Tamara wandered up the road to the company fence and along it until it ended at the base of the mountain. A track with old gondola cars and weeds growing between the ties lay along an embankment, and she followed it into no-trespassing territory.

Some stockpiles of limestone nudged up against the mountain and looked like giant snowbanks next to its iron-stained sides. The mining operation's buildings spread around the mountain's curve and formed a separate town, larger than the one down the road near the school. Metal sheds, obviously in use, sat next to wooden shacks with their roofs fallen in. An ancient outhouse leaned away from a rail siding as if blowing in the windy wake of a motionless ore car loaded with rock.

A shack with a flat tar-paper roof still had glass in its windows, antique glass—murky, dirty. And a once-painted door with a porcelain doorknob and an elaborate bronze knocker that belonged to other years and richer doors and merely thudded when she dropped it against the striker. She could see a wooden table just below the window and a spider making hairlike tracks in the dust across a patch of sunlit surface.

“There's some history there you're looking at,” a voice said behind her, and she swung around to find Russ Burnham in pin-striped coveralls and a hard hat with padded metal earmuffs swung back out of the way. “Used to be the chemist's shack.”

“I … probably shouldn't be here.”

“Used to check samples of the rock that came out of the mine every day.” The corners of his eyes crinkled and his ears stuck out below the helmet. “Up until a few years ago, used to run an average of ninety-seven, ninety-eight percent. Purest anywhere in the country.”

He slapped heavy gloves against his leg, and white dust flew.
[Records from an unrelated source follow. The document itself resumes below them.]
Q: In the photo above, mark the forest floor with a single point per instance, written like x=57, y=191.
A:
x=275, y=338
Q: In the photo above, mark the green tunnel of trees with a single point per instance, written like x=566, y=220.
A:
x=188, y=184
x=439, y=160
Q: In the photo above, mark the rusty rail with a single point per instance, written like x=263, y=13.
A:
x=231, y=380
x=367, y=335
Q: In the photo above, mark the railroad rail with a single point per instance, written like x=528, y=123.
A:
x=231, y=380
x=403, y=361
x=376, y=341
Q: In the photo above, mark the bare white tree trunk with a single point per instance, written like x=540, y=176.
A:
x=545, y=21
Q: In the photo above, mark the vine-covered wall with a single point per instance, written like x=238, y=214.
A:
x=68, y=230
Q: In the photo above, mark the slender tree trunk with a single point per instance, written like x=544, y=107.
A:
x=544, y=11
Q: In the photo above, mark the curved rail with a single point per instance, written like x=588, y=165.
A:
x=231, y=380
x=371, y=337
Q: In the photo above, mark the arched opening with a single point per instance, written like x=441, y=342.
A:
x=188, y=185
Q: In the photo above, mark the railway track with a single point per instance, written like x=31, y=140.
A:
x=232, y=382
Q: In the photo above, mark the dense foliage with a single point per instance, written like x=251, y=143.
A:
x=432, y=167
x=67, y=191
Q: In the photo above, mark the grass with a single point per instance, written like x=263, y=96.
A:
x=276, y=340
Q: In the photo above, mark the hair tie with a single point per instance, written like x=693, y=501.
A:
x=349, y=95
His workshoes were white to the laces, as if he'd been walking through powdered sugar. “Yeah, been producing since 1905. Used to use horses to pull wooden cars out of the mine. Company'd send men down to Denver, Larimer Street. Hire drunks out of the gutter, bring 'em up, put 'em to work. Nobody sober wanted to come out here. Made for some pretty rowdy times and some pretty tall tales.”

“Russ, I know the sign says not to come up here, but I was curious—”
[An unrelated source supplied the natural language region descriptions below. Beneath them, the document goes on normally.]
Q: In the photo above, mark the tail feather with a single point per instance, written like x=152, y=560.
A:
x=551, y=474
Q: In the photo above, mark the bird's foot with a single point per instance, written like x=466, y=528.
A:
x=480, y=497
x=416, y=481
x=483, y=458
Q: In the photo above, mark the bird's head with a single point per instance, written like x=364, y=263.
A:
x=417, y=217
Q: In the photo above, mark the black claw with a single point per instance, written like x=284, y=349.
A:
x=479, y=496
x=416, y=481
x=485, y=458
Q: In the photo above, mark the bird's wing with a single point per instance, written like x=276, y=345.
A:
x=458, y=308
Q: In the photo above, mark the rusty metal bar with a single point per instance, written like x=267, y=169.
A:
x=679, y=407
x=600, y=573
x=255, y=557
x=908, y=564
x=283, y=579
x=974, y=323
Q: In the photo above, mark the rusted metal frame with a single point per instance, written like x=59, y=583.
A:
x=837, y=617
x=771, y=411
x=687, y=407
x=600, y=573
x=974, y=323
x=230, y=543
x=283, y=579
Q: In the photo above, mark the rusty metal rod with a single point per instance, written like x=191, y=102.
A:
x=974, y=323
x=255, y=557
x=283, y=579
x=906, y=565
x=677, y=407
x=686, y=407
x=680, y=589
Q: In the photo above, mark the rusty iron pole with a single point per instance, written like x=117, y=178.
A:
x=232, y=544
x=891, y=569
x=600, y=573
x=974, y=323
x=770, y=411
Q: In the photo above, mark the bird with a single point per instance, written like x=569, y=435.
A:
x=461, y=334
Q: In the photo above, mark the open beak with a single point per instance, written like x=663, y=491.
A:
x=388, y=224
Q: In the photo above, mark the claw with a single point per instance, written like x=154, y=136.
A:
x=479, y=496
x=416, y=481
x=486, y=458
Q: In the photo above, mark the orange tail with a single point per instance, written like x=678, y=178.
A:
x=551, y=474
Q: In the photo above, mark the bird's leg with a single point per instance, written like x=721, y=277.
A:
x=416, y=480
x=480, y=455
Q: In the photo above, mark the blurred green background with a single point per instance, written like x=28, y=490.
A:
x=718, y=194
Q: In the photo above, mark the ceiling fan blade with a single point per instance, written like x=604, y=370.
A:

“'Course we're more mechanized now, don't need many men. Still hell trying to find and keep those we do, though.” He pointed to a sagging shed next to a snow fence. “That used to be the magazine, held explosives. Mostly ammonium nitrate. See those big doors? That's the three-hundred-foot portal. Three hundred feet from the top of the mountain. That part of the mountain's almost hollow after years of mining, and that portal's sealed off. One good earthquake, and that whole baby'd cave in.”

Tamara laughed and threw up her arms. “All right. All right, you're hired. I'll bring my students up for a guided tour.”

“I only guide teachers.” The eye crinkles disappeared. “If you're going to teach in a company town, you ought to know something about it. Curiosity's been known to kill more than cats.”

He snorted and spit into the weeds. “Now, come around here and look down.” He led her to the curve in the mountainside, where the ground fell away sharply. “You can't see it from here, but down there's the six-hundred-foot portal, where we're working now.”

“Aren't you afraid the hollowed-out top half will cave in on the tunnels and miners below?”

“Yeah, but like I said, it'd take a earthquake. Which has never been known to happen here. 'Course I don't imagine the Indians and buffalo kept much in the way of records. I think the company'll shut down here soon. Cheaper to surface-mine limestone. And the purity's giving out.”

“It's odd to have the bowels of the mountain so white and the outside so rusty-colored.”

“Unusual land formation, all right. There're a few others like it. Those big buildings at the other end of the tracks down there are the crusher, where all the noise comes from, and the screening plant. Back up on this level here, that foundation used to be the hotel for single miners and that great heap of boards behind it was the old icehouse.”

“Hey, boss?” A man with a light on his helmet strode up the road from the lower level. “She's back down there again. Says she's checkin' on our progress. What the hell's that supposed to mean?”